Could you elaborate on the strategic objectives behind automating penetration tests for next-generation GenAI applications? How do these objectives align with the broader goals of enterprise security?
Automating pen tests for GenAI is about keeping up with the speed of evolution in these models. The strategic objective here is to catch vulnerabilities as models, features, and system prompts evolve. AI models change far more frequently than traditional software systems—sometimes daily, with updates to the models, data inputs, or even prompts that shift based on real-time feedback.
By automating pen tests, we can continuously probe for weaknesses without slowing down development. It’s not just about finding vulnerabilities—it’s about keeping security aligned with the fast pace of GenAI iteration. Enterprises need a system that ensures they’re not accidentally introducing vulnerabilities every time they tweak a model, add a new feature, or modify system prompts. Automation allows security teams to integrate these tests into the development cycle, enabling continuous protection.
This approach aligns perfectly with the broader enterprise goal of staying agile while minimizing risk. You’re ensuring security without making it a bottleneck, which is essential when deploying AI at scale.
When comparing automated AI-driven penetration tests to traditional manual approaches, where do you see the most significant differences in efficacy and reliability? Are there scenarios where one approach outperforms the other?
You’ve got to use both, no question about it. Automated pen testing is your efficiency machine—it helps optimize time and cost. When you’re working with constantly evolving AI systems, you can’t afford to manually test every iteration. Automated pen testing is highly effective for catching both complex vulnerabilities and low-hanging fruit, while ensuring that deploying new models or changing system prompts doesn’t introduce unexpected risks, all at a speed and scale that manual testing simply can’t match.
But there’s a catch: automation lacks creativity. It follows rules and patterns, which is perfect for efficiency but not so great for spotting the unexpected. That’s where manual pen testing comes in—it’s better for creative, complex attacks that require human intuition. Some of the most devastating attacks are multi-layered and subtle, the kind of thing that only a human tester can dream up.
So, while automation helps with speed and maps vulnerabilities to compliance frameworks—heck, it can even automate some mitigation strategies—you still need that human touch.
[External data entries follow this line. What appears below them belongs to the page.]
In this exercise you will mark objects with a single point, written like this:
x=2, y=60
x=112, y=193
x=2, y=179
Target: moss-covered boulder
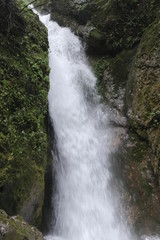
x=106, y=25
x=15, y=228
x=144, y=99
x=23, y=112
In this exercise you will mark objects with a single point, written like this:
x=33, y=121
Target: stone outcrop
x=15, y=228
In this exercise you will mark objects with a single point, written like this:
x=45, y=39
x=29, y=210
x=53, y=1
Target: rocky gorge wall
x=123, y=42
x=24, y=85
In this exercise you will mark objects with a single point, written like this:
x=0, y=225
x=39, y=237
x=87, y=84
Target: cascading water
x=87, y=208
x=85, y=203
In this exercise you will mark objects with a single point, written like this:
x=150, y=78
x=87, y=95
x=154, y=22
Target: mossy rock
x=144, y=112
x=24, y=87
x=16, y=228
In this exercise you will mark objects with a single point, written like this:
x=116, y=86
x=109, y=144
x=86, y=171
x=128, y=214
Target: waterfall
x=87, y=205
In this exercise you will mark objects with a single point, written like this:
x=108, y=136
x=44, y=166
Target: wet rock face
x=16, y=228
x=144, y=109
x=110, y=25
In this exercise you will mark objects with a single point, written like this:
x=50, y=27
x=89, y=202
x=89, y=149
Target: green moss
x=97, y=35
x=23, y=110
x=16, y=228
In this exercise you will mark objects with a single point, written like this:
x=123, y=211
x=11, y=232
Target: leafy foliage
x=23, y=111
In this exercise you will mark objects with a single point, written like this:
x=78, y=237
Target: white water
x=87, y=208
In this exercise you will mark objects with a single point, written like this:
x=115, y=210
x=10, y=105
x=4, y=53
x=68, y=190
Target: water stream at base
x=87, y=206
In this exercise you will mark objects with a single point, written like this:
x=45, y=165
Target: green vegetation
x=23, y=112
x=16, y=228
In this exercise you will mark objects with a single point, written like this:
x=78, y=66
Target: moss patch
x=23, y=111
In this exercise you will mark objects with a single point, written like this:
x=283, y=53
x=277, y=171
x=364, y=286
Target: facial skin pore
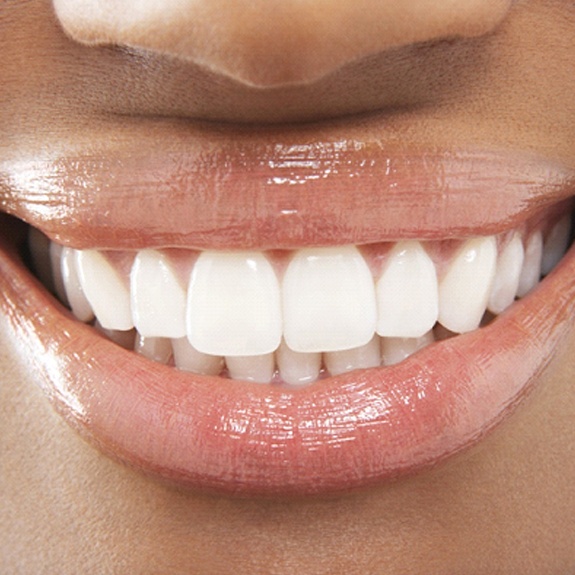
x=484, y=73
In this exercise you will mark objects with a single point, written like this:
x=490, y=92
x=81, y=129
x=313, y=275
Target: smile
x=291, y=316
x=385, y=342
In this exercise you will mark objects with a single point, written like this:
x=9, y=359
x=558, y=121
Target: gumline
x=543, y=221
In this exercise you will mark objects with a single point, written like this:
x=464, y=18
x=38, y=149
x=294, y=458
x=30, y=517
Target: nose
x=270, y=43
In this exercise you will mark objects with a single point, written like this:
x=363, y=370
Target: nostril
x=268, y=44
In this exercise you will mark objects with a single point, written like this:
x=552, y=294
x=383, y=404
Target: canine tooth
x=407, y=296
x=297, y=368
x=556, y=244
x=506, y=282
x=188, y=358
x=234, y=304
x=157, y=349
x=328, y=300
x=531, y=271
x=157, y=296
x=79, y=304
x=56, y=261
x=368, y=355
x=396, y=349
x=256, y=368
x=39, y=246
x=464, y=291
x=106, y=291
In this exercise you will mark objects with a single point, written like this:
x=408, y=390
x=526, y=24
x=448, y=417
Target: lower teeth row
x=293, y=317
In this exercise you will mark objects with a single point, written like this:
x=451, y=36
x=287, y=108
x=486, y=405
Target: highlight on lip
x=293, y=317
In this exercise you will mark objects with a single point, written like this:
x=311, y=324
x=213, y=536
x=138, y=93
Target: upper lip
x=254, y=190
x=249, y=189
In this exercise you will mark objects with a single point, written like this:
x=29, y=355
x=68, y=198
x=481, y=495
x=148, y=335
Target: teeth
x=328, y=300
x=158, y=298
x=233, y=319
x=77, y=299
x=187, y=358
x=368, y=355
x=556, y=244
x=396, y=349
x=407, y=297
x=125, y=339
x=297, y=368
x=106, y=291
x=464, y=291
x=234, y=304
x=507, y=273
x=531, y=271
x=256, y=368
x=56, y=261
x=158, y=349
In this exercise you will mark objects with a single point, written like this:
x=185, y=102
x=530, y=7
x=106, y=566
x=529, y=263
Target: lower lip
x=244, y=439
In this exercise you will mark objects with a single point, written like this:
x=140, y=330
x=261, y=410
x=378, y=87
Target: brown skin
x=504, y=506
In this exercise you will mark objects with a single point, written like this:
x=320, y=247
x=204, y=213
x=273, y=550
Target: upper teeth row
x=327, y=300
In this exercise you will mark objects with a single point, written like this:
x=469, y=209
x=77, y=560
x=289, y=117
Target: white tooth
x=531, y=271
x=158, y=298
x=55, y=259
x=407, y=297
x=257, y=368
x=234, y=304
x=106, y=291
x=396, y=349
x=464, y=291
x=368, y=355
x=328, y=300
x=297, y=368
x=158, y=349
x=556, y=244
x=39, y=246
x=77, y=299
x=187, y=358
x=506, y=282
x=125, y=339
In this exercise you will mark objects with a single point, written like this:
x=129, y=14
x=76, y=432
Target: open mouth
x=293, y=317
x=297, y=360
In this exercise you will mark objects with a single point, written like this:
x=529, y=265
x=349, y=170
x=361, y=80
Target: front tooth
x=157, y=349
x=368, y=355
x=396, y=349
x=507, y=273
x=106, y=291
x=56, y=261
x=407, y=296
x=234, y=304
x=556, y=244
x=328, y=300
x=188, y=358
x=531, y=271
x=125, y=339
x=158, y=298
x=79, y=304
x=464, y=291
x=297, y=368
x=256, y=368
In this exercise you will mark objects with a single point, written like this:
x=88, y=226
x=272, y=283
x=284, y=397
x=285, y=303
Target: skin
x=506, y=505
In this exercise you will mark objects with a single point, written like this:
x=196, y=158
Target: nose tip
x=269, y=44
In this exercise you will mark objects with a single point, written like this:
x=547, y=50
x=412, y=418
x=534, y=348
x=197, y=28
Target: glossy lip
x=342, y=433
x=251, y=190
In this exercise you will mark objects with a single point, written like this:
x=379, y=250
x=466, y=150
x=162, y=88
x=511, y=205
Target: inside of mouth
x=293, y=317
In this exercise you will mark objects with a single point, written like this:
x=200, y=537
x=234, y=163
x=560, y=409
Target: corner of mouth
x=288, y=412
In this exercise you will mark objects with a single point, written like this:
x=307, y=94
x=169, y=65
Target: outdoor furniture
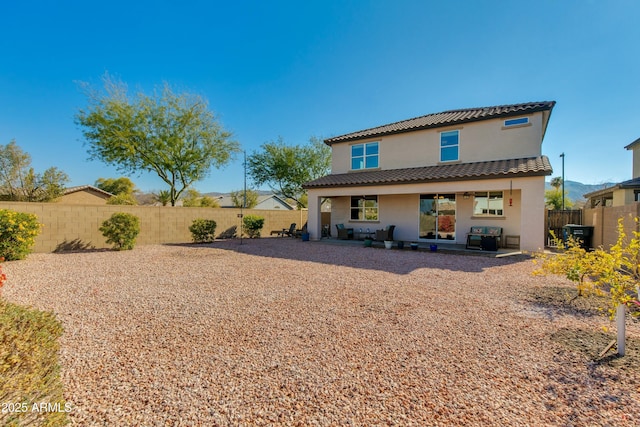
x=386, y=233
x=484, y=238
x=344, y=233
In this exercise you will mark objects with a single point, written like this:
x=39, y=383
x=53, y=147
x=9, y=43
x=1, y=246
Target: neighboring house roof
x=633, y=144
x=629, y=184
x=86, y=187
x=227, y=201
x=531, y=166
x=446, y=118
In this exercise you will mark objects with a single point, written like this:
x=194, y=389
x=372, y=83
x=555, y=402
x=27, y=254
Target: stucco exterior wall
x=636, y=161
x=479, y=141
x=399, y=205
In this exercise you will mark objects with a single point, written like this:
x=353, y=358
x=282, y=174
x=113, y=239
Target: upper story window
x=516, y=122
x=364, y=156
x=449, y=143
x=488, y=203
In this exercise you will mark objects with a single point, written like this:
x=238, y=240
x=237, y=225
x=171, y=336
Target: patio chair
x=344, y=233
x=385, y=234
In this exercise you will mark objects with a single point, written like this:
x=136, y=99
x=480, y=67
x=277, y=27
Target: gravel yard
x=284, y=332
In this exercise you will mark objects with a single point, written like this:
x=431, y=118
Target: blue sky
x=298, y=69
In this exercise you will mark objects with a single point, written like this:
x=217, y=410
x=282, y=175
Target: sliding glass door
x=438, y=216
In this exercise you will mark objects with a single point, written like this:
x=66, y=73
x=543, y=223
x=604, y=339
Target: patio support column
x=314, y=219
x=532, y=233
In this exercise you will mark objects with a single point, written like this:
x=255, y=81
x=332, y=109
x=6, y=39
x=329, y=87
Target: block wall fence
x=605, y=222
x=72, y=227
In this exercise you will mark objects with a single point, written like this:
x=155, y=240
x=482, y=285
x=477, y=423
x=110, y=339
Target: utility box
x=581, y=233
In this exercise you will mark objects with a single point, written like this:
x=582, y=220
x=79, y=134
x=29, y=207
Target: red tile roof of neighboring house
x=531, y=166
x=446, y=118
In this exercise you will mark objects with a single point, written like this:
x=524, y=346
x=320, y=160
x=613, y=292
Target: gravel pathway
x=284, y=332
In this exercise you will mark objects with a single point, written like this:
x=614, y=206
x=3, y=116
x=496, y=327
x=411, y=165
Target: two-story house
x=623, y=193
x=435, y=176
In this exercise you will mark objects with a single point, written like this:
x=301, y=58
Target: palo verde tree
x=285, y=168
x=238, y=198
x=19, y=181
x=172, y=135
x=614, y=273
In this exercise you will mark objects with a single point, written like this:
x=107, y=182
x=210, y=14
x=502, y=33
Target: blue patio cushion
x=494, y=231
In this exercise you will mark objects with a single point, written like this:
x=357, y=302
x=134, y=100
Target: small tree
x=19, y=181
x=237, y=198
x=614, y=273
x=172, y=135
x=121, y=229
x=163, y=197
x=286, y=168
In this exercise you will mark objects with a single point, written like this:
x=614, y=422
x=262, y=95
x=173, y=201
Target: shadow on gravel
x=393, y=261
x=558, y=300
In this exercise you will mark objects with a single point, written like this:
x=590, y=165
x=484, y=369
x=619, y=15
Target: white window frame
x=488, y=210
x=362, y=209
x=365, y=156
x=457, y=146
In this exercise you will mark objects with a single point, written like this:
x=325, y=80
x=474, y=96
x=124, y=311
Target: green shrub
x=3, y=277
x=121, y=230
x=29, y=367
x=203, y=230
x=253, y=225
x=18, y=231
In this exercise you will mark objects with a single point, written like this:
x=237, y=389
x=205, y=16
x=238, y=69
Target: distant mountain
x=577, y=190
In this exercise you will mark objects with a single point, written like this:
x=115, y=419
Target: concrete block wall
x=605, y=222
x=70, y=227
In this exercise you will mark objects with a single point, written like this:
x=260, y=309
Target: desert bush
x=121, y=229
x=203, y=230
x=253, y=225
x=29, y=367
x=18, y=231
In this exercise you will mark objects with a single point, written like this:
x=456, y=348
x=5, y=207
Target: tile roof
x=628, y=184
x=531, y=166
x=70, y=190
x=633, y=144
x=446, y=118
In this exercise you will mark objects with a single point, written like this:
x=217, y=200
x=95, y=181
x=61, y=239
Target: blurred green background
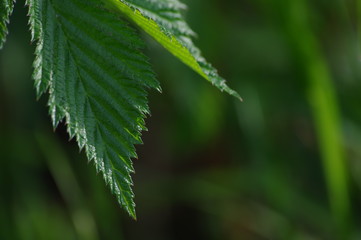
x=284, y=164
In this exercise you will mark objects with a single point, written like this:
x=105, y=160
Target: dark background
x=283, y=164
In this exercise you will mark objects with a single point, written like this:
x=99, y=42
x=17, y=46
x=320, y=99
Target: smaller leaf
x=163, y=21
x=6, y=8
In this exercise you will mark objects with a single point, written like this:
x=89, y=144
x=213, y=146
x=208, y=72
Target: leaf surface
x=89, y=60
x=162, y=19
x=6, y=8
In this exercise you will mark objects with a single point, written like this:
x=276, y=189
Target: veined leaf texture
x=88, y=59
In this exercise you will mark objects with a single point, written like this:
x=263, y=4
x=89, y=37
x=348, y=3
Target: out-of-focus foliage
x=210, y=167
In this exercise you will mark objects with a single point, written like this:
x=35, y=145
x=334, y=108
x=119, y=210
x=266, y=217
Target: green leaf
x=162, y=19
x=6, y=8
x=89, y=60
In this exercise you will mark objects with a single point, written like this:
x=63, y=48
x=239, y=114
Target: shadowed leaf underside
x=90, y=63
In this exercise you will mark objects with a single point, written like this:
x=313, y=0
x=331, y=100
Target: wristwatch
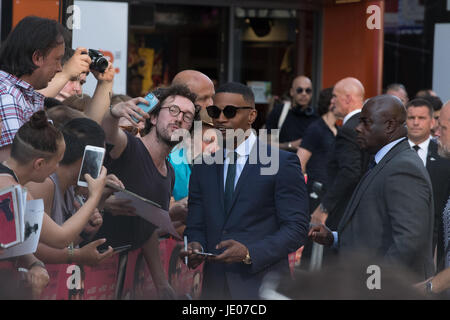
x=324, y=210
x=70, y=249
x=247, y=259
x=429, y=286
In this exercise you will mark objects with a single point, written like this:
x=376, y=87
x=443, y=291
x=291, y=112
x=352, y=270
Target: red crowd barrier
x=127, y=276
x=124, y=277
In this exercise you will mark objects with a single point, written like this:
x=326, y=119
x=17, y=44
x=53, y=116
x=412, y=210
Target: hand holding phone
x=91, y=164
x=152, y=100
x=206, y=254
x=117, y=249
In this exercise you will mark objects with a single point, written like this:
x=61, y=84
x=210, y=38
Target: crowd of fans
x=47, y=121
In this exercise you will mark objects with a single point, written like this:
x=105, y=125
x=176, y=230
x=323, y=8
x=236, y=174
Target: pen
x=185, y=249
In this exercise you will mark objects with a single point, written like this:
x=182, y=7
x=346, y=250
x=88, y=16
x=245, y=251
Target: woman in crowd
x=36, y=151
x=60, y=201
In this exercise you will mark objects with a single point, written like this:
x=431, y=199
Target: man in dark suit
x=349, y=162
x=248, y=211
x=390, y=215
x=420, y=121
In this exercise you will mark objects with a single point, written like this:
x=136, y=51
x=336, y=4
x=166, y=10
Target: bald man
x=348, y=162
x=398, y=90
x=299, y=115
x=390, y=214
x=199, y=84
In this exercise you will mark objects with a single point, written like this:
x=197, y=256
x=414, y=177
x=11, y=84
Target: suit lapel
x=432, y=155
x=220, y=187
x=243, y=177
x=365, y=182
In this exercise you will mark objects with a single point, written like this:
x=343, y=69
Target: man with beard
x=300, y=114
x=141, y=164
x=390, y=214
x=251, y=219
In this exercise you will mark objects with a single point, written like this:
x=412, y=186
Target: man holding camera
x=21, y=74
x=102, y=70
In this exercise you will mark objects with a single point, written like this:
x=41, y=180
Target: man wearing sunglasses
x=299, y=116
x=250, y=220
x=142, y=165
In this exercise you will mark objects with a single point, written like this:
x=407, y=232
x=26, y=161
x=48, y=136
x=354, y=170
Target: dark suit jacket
x=439, y=170
x=346, y=167
x=269, y=215
x=390, y=215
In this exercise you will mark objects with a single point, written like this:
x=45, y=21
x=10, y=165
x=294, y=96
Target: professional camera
x=99, y=62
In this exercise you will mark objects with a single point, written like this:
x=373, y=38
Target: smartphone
x=116, y=249
x=92, y=164
x=206, y=254
x=152, y=100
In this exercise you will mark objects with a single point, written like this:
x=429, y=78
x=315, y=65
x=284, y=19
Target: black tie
x=372, y=164
x=229, y=182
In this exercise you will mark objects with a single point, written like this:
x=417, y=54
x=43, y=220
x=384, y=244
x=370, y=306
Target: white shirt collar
x=348, y=116
x=245, y=147
x=383, y=151
x=423, y=145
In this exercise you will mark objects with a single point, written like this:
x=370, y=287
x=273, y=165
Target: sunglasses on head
x=300, y=90
x=229, y=111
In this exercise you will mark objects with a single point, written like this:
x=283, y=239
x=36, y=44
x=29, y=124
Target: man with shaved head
x=390, y=214
x=292, y=118
x=348, y=162
x=199, y=84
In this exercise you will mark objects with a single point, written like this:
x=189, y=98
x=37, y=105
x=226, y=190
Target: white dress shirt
x=423, y=151
x=243, y=151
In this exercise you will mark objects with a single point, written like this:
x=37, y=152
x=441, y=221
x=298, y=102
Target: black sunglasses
x=300, y=90
x=229, y=111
You need both for a full security sweep. Think of automation as your constant, fast-moving shield, while manual testing is your precision strike, catching those hard-to-spot flaws that could bring the whole system down.
Let’s discuss the critical importance of AI red teaming. What makes this skill set and service offering indispensable for organizations aiming to secure their AI-driven initiatives?
AI red teaming is absolutely crucial. It’s not enough to just defend your system—you need to actively attack it the way a real adversary would. This is where red teaming comes in, stress-testing your AI systems to reveal weaknesses that might not be apparent with standard testing methods.
At SplxAI, we’ve discovered some pretty surprising vulnerabilities. For example, popular chatbots that integrate dates into their system prompts are actually more vulnerable on specific dates. Attackers can manipulate these date-related prompts to trigger unexpected behavior in the AI. This is just one example of the millions of potential vulnerabilities out there, and it shows how subtle these attacks can be.
Securing AI is going to be an exponentially more complex task than securing cloud infrastructure was. AI systems have more moving parts, more dependencies, and more unknowns. You’re not just securing a static system—you’re securing a dynamic, evolving one. Red teaming forces you to think beyond traditional defenses, uncovering the blind spots in a system that could be exploited when it matters most.